Materials and methods

Cell culture and treatment conditions

P. tricornutum were obtained from the Institute of Hydrobiology, Chinese Academy of Sciences and grown in sterile artificial seawater containing f/2 medium at 20°C ± 1°C. The cultures were illuminated by fluorescent white lamps at an intensity of 80 μE/m²/s under a light/dark cycle of 12/12 h.

During the diatom blooms in oceans, the cell density could reach as high as 3 × 10⁵ cells/ml [12]. However, it is very difficult to obtain enough biomass for further experiment if the culture biomass completely simulates the density changes in natural diatom blooms, because of many practical difficulties such as the requirement of large-scale cultivation, lighting devices, and cell harvesting. As mentioned in the Introduction section, the cell density fluctuation during diatoms blooms in ocean is sufficient to trigger a series of physiological responses [14, 16, 18, 19, 22]. Therefore, in this study, the cell density treatment was set at low (L), medium (M), and high (H) levels (1.5 × 10⁶ cells/ml, 3 × 10⁶ cells/ml, and 6 × 10⁶ cells/ml separately to simulate the cell density of the early, middle, and late stages of the cell growth curve), which was conducive to enrich the effect of cell density more significantly and find different expression genes and pathways.

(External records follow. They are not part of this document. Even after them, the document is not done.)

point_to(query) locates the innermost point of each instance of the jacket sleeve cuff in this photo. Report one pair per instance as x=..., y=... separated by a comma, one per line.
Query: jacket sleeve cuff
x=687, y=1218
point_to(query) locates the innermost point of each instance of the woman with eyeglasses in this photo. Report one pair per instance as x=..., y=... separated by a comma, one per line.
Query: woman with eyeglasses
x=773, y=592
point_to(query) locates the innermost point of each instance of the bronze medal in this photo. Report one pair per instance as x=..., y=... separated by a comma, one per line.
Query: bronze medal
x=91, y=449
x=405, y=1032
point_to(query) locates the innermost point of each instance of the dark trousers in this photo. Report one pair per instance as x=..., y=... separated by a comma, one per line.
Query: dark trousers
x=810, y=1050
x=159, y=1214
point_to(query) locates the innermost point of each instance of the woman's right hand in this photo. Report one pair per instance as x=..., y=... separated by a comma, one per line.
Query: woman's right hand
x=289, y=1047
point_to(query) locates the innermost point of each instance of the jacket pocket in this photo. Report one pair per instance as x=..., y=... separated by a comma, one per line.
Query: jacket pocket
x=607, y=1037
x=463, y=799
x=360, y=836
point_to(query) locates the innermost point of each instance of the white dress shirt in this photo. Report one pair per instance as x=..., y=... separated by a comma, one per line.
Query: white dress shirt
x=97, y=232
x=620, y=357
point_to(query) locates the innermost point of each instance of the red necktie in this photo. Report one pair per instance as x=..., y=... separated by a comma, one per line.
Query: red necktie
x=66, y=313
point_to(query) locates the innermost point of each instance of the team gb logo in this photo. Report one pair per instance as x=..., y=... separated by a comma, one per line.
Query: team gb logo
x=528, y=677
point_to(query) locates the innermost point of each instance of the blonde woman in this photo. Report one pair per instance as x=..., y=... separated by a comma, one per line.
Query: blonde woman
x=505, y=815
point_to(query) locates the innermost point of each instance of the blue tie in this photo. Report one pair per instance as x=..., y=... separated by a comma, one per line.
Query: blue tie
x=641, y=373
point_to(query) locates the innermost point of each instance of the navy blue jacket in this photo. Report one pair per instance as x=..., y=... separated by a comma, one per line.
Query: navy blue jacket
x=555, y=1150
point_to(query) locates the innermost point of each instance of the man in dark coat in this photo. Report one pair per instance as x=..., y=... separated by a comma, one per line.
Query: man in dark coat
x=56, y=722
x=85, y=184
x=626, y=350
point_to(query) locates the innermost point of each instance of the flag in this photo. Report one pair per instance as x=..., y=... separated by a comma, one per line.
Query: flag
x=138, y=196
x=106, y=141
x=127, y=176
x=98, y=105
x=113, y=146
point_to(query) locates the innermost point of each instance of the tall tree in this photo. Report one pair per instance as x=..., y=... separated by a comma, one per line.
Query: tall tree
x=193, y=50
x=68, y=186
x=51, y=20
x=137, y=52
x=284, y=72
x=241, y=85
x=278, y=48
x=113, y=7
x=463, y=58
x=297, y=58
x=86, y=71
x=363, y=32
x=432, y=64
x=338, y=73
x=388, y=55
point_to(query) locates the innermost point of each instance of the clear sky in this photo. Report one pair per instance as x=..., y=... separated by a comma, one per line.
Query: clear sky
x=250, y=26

The treatment conditions of cell density and light are depicted in Fig. 1A. For different cell density treatments, the algal cells were cultured under white fluorescent lamps (80 μE/m²/s) till the mid-exponential growth phase, and harvested by centrifugation at 2000 × g for 5 min. Then, the cells were inoculated into fresh medium and the cell densities were adjusted to low (1.5 × 10⁶ cells/ml), medium (3 × 10⁶ cells/ml), and high (6 × 10⁶ cells/ml). For different light treatments, the algal cells at various cell densities were cultured under blue light (BL, 460 nm, 80 μE/m²/s), white light (WL, 80 μE/m²/s), or dark for 24 h. After that, the cells were harvested by centrifugation at 6000 × g for 1 min and quickly frozen with liquid nitrogen.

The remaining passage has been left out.